Garut,RuangRakyatGarut.id – Polemik mencuat di lingkungan SMP Negeri 3 Tarogong Kidul, Kabupaten Garut, setelah sejumlah orang tua siswa mengeluhkan adanya pungutan biaya sebesar Rp150.000 yang diberlakukan kepada siswa kelas IX. Pungutan tersebut diklaim sebagai bagian dari “sistem paket” untuk membantu proses pendaftaran siswa ke jenjang pendidikan menengah atas, yakni SMA dan SMK.
Kebijakan ini menimbulkan pertanyaan besar dari para wali murid yang merasa tidak pernah diajak musyawarah atau mendapatkan penjelasan resmi dari pihak sekolah. Mereka menyebutkan bahwa pungutan tersebut datang secara tiba-tiba tanpa dasar aturan yang jelas.
“Katanya untuk memudahkan pendaftaran anak ke SMA atau SMK, tapi kami sebagai orang tua tidak pernah diajak bicara. Tahu-tahu anak saya pulang membawa informasi bahwa harus bayar Rp150.000. Ini sangat janggal,” ujar salah satu orang tua siswa yang enggan disebutkan namanya, saat ditemui wartawan pada Rabu (21/05/2025).
Lebih lanjut, orang tua tersebut menyampaikan bahwa kebijakan sistem paket ini tidak mempertimbangkan keberagaman pilihan siswa dalam melanjutkan pendidikan.
Tidak semua siswa menargetkan SMA atau SMK negeri sebagai pilihan utama. Sebagian bahkan telah mendaftar ke sekolah swasta atau pesantren sejak jauh-jauh hari.
“Anak saya sudah daftar ke sekolah swasta dan sudah diterima. Jadi kenapa kami masih harus bayar biaya untuk pendaftaran yang tidak kami gunakan? Ini tidak masuk akal dan sangat merugikan,” keluhnya.
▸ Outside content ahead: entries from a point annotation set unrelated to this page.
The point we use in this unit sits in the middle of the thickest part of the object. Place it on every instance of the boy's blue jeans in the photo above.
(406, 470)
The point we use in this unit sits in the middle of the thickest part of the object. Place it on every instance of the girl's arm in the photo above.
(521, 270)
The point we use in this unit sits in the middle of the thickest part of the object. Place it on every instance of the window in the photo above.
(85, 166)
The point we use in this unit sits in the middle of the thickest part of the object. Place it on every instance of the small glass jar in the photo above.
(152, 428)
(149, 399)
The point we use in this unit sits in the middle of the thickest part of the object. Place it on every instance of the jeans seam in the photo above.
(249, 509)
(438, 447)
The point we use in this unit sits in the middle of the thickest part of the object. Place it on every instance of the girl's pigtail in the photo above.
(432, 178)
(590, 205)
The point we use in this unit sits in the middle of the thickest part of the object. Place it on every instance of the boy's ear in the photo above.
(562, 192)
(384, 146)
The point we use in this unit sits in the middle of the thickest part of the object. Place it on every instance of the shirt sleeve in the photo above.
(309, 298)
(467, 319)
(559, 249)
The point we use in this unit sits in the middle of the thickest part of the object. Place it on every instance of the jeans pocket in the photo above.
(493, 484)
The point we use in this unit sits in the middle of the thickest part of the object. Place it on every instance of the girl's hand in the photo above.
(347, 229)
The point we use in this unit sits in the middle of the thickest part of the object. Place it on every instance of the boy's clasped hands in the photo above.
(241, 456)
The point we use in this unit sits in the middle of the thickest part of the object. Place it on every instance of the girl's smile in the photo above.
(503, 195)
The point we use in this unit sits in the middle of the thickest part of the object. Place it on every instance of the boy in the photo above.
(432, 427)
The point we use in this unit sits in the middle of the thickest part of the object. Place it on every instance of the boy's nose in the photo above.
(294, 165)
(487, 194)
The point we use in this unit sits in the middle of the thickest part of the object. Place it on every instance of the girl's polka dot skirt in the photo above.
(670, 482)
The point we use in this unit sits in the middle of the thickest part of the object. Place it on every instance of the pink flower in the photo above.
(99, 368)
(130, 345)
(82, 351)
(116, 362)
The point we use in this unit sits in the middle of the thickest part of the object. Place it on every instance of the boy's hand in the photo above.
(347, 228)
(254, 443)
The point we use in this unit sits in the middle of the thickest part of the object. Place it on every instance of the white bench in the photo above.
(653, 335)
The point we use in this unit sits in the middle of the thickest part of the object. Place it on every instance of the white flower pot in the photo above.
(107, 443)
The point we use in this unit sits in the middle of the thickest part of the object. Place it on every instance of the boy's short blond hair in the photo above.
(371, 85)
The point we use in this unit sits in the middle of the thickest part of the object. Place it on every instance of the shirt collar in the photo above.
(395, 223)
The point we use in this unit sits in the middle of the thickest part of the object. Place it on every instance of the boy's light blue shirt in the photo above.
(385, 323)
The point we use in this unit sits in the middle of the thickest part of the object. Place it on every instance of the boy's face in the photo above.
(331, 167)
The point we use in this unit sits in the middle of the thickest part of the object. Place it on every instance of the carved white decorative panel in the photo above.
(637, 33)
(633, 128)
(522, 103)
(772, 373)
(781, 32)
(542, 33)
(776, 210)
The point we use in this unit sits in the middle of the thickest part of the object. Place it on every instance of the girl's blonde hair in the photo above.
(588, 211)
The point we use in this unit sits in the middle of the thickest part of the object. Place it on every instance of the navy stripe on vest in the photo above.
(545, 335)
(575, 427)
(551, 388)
Diduga Langgar Aturan Dinas
Menurut pantauan RuangRakyatGarut.id, dugaan pungutan ini berpotensi melanggar aturan resmi dari Dinas Pendidikan. Dalam beberapa surat edaran sebelumnya, Dinas Pendidikan Kabupaten Garut menegaskan bahwa proses Penerimaan Peserta Didik Baru (PPDB) harus dilakukan secara daring melalui sistem yang telah disiapkan pemerintah, tanpa dipungut biaya.
Kebijakan sekolah yang menghimpun dana dari orang tua siswa tanpa musyawarah atau transparansi dianggap tidak hanya menyalahi aturan, tapi juga mencederai prinsip keadilan dalam layanan pendidikan.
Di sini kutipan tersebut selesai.